On Ex-Cult's new album, more refined recording makes the chords and hooks sharper, the tracks sinewy and hard-muscled as Iggy Pop's arms, but it also affords the Memphis band space to explore.
Ex-Cult
Midnight Passenger
Goner

Sometimes, we don’t need reinvention or radical departure from a band. Sometimes there’s value in just seeing a band sharpen its claws. So it is with Ex-Cult on Midnight Passenger. The band’s new record, given a bit of production heft that its predecessor lacked, is a powerful example of what happens when a band fine-tunes its craft. These songs aren’t polished in the studio so much as their scruff is more clearly defined, the buzz more textured than ever.

The sharp focus on guitar tones and lean percussion, clashing with Chris Shaw’s in-your-face bark, makes these songs both bracing and confrontational. “Shattered Circle” is, unsurprisingly, out to break structures at the outset, as Shaw howls about “another victim of the underground.” Here Ex-Cult is not interested in lauding DIY for its own sake. Instead, the band seems in search of a true space, one with no predetermined “dreams to hold you down.” This continues on “Tie You Up”, as Ex-Cult puzzles over a “different design” and someone who “keep[s] pretending all your scars are mine.” In these songs and elsewhere on the record, Ex-Cult seems concerned with co-opting or being co-opted, with the moment where identifying with a scene or group tips the scales and the group ends up defining you as an individual.

This idea looms large over centerpiece “Catholic Entries”, although it trades scene politics for religion. But the band also turns the idea on its head on closer “Lights Out Club”, where challenge and celebration become one in the same. It’s a blistering track, one with all the fury of its predecessors but also a hard-earned brightness. If the band starts the record hemmed in by a circle, it sounds cut free by the end of Midnight Passenger.

The band is cut free in other ways as well. Though the more refined recording makes the chords and hooks sharper, the tracks sinewy and hard-muscled as Iggy Pop’s arms, it also affords the band space to explore. “Ties You Up” twists itself into distorted knots as taut guitar hooks ooze out feedback and bleed into each other. The title track has a similarly narcotic feel, as spare noir-ish punk hooks open up into crashing, psychedelic chaos. “Lights Out Club” is haunted on all sides by a distant ringing sound, and guitars don’t form hooks at moments here so much as they ring out with dissonant phrasings into the space around them.

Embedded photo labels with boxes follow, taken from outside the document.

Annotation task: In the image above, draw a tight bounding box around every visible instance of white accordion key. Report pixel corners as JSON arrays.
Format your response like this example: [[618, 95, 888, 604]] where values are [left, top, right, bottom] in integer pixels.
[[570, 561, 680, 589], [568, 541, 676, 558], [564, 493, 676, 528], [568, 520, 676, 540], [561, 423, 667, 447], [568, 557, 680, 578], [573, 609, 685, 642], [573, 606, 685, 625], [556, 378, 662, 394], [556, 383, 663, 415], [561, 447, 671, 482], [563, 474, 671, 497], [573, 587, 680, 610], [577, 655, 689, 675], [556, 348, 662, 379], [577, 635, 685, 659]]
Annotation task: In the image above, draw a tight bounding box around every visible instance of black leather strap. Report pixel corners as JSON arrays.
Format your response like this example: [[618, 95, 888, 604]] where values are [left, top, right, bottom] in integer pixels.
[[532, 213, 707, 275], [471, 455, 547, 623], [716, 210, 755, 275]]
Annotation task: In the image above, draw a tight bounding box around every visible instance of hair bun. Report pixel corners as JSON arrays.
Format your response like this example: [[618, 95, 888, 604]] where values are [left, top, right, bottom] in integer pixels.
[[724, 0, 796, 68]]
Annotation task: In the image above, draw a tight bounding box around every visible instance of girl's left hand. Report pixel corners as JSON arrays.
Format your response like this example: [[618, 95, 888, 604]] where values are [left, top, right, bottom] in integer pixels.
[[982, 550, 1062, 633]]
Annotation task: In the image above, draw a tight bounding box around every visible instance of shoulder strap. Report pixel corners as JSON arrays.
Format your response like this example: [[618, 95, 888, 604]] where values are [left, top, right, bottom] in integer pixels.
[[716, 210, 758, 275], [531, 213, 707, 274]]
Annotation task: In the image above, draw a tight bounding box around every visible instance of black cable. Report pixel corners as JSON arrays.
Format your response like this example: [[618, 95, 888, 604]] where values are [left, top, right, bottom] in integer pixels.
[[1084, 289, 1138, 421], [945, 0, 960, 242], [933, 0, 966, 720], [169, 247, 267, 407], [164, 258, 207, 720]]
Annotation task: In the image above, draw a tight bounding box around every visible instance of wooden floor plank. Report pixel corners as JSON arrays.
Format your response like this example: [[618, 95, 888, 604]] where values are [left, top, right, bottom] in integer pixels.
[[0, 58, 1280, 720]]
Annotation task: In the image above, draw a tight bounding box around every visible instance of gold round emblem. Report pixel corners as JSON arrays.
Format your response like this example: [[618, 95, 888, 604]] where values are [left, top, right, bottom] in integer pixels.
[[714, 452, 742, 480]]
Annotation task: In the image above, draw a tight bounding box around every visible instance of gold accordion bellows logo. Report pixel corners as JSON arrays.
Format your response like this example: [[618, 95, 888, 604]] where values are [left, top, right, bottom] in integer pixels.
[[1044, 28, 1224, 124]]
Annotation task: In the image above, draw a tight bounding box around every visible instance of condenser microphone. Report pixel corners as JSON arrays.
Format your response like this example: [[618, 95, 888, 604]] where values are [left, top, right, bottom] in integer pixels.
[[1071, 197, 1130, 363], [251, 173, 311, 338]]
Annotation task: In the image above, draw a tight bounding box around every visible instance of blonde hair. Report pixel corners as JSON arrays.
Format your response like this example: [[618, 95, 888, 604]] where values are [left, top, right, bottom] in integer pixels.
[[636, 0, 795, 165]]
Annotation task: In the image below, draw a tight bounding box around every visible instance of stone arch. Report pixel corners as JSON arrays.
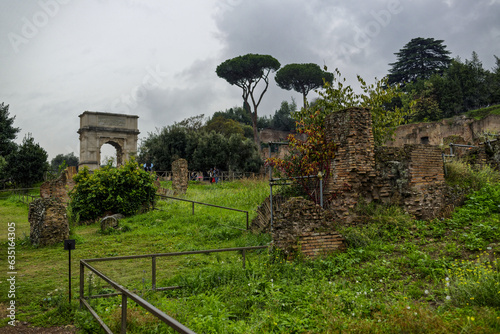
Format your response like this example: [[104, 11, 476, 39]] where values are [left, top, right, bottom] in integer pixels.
[[97, 138, 124, 166], [78, 111, 140, 170]]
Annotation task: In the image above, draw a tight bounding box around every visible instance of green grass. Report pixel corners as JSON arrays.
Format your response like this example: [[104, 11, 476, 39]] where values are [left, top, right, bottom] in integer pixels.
[[0, 176, 500, 333]]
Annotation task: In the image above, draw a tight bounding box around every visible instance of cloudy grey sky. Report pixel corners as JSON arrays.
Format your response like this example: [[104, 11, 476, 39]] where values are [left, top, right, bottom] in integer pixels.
[[0, 0, 500, 159]]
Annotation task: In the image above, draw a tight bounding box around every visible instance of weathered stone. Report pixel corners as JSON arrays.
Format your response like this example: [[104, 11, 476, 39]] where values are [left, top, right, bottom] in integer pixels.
[[28, 198, 69, 246], [272, 197, 345, 257], [78, 111, 140, 170], [325, 108, 445, 224], [40, 167, 76, 203], [101, 213, 125, 232]]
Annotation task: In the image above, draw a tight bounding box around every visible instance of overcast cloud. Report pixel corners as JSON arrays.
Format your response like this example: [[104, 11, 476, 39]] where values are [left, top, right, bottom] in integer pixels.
[[0, 0, 500, 159]]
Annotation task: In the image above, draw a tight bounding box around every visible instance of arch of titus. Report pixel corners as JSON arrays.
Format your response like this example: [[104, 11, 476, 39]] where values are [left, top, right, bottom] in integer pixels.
[[78, 111, 140, 170]]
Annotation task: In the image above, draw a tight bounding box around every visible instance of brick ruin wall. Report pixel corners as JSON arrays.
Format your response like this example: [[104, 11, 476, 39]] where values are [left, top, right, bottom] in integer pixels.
[[40, 166, 76, 203], [172, 159, 189, 194], [325, 108, 450, 224], [28, 198, 69, 246], [272, 197, 345, 259], [386, 115, 500, 147]]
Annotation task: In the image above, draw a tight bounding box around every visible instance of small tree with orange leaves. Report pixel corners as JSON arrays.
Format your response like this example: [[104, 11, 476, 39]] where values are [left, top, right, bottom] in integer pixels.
[[266, 110, 336, 203]]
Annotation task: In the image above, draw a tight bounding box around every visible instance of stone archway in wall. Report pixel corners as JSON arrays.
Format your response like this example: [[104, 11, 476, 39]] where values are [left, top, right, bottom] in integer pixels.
[[78, 111, 140, 170]]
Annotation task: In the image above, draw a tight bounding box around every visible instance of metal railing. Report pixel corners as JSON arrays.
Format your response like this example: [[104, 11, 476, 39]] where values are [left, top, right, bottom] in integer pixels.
[[154, 171, 266, 182], [156, 194, 249, 231], [79, 246, 268, 334]]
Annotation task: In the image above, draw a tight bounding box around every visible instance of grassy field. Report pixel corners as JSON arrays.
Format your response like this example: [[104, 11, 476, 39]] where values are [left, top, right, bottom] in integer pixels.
[[0, 171, 500, 333]]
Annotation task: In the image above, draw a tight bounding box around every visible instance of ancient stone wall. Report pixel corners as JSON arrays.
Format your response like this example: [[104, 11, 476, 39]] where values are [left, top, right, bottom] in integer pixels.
[[372, 145, 445, 219], [272, 197, 345, 258], [172, 159, 189, 194], [40, 167, 76, 203], [324, 108, 376, 223], [386, 115, 500, 147], [325, 108, 444, 224], [28, 198, 69, 246]]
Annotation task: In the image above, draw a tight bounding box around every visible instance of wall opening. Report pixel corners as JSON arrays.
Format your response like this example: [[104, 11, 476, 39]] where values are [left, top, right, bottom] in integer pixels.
[[99, 142, 122, 167]]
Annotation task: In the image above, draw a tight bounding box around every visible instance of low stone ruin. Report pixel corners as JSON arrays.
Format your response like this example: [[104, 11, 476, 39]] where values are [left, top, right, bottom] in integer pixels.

The biggest example of this experimenting with tone and thick texture comes with “Confusion Hill” and “Catholic Entries”. The former is an instrumental track that, among all these quickfire blasts, takes its time building. Spare drums set up ringing, impressionistic guitar work that quivers over the bassline, threatening to break into something resembling a hook or a chord progression. Instead, though, the simmer never quite comes to a boil, the guitars just continue to jangle, growing as they go but never breaking into full crescendo. In an album crashing payoff, it’s a wonderful denial of expectation. “Catholic Entries” doesn’t fare quite as well. It’s a mid-album mood piece, full of rumbling toms, echoed vocals, and white-out guitars. It’s another curious turn on the record, one we don’t expect after the controlled chaos of the title track, but it’s also a turn that lasts too long. At over five minutes, it runs out of ideas, even though later “Lights Out Club” maintains its shape over the same running time. The problem on “Catholic Entries” is that it establishes an ominous mood, but that mood stagnates as the guitars snarl and feedback in ways we’ve already heard in more intriguing shapes on other songs.

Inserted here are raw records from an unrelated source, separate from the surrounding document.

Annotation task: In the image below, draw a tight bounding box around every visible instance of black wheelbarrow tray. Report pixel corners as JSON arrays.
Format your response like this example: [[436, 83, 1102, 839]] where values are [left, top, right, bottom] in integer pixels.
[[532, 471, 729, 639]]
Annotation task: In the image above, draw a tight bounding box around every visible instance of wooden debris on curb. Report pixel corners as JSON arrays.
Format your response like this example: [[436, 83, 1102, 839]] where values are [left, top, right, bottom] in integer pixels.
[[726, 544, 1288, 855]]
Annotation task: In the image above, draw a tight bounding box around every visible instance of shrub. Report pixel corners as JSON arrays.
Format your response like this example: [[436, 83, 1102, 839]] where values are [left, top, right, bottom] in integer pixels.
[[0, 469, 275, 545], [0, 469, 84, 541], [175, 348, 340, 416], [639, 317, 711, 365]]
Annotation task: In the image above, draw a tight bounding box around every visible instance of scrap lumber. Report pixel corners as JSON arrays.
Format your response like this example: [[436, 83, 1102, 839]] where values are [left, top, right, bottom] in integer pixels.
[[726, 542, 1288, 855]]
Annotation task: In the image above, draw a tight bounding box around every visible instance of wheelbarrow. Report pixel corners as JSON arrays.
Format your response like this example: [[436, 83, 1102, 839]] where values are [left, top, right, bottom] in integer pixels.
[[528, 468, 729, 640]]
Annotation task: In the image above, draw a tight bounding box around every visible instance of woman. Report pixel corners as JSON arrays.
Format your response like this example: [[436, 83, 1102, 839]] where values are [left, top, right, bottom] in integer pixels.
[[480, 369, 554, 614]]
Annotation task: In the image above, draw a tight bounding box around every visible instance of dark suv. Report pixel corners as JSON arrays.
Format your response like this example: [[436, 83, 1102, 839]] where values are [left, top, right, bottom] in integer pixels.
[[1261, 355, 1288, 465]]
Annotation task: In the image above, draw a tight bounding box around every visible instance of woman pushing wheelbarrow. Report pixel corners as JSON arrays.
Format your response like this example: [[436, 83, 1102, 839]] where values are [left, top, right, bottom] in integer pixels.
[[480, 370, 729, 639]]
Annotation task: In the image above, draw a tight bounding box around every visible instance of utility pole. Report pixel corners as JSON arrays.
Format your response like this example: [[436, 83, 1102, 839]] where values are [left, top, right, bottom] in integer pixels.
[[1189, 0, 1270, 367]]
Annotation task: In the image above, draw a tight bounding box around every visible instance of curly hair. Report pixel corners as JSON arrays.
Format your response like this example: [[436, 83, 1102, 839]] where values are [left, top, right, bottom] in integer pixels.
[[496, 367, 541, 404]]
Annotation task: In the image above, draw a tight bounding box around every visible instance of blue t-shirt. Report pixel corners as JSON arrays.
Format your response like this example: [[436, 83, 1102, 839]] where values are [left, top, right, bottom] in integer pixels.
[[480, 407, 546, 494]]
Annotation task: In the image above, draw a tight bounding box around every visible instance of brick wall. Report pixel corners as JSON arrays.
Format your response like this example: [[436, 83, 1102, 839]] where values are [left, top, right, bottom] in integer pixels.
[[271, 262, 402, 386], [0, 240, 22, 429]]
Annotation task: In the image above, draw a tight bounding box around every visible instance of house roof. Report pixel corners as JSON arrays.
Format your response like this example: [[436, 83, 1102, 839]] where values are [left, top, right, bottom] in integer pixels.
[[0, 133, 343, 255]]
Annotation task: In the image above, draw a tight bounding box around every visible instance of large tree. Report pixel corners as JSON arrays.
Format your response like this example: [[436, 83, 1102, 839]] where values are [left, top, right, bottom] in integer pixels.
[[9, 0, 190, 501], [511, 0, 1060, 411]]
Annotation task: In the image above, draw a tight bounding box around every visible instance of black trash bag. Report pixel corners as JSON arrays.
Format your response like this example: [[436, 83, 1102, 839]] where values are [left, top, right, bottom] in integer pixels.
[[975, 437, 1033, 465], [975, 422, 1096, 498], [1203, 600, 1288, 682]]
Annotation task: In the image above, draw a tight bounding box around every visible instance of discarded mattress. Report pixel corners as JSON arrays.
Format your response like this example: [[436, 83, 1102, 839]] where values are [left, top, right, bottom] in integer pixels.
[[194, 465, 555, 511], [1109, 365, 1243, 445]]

It’s a sort of noble miss on an album that hits pretty often. The best thing about Midnight Passenger is that it finds Ex-Cult never mistaking being loud for being noisy. These songs are furious and probably deafening live. But on record, Ex-Cult lets the elements of the songs and the feel of distortion, bass, drums, and vocals do their own work. You get the force of these songs at any volume, and the parts don’t get drowned out in clustered-up noise. No, this is a sharpened sound on Midnight Passenger, and a sign that this is a band on the rise.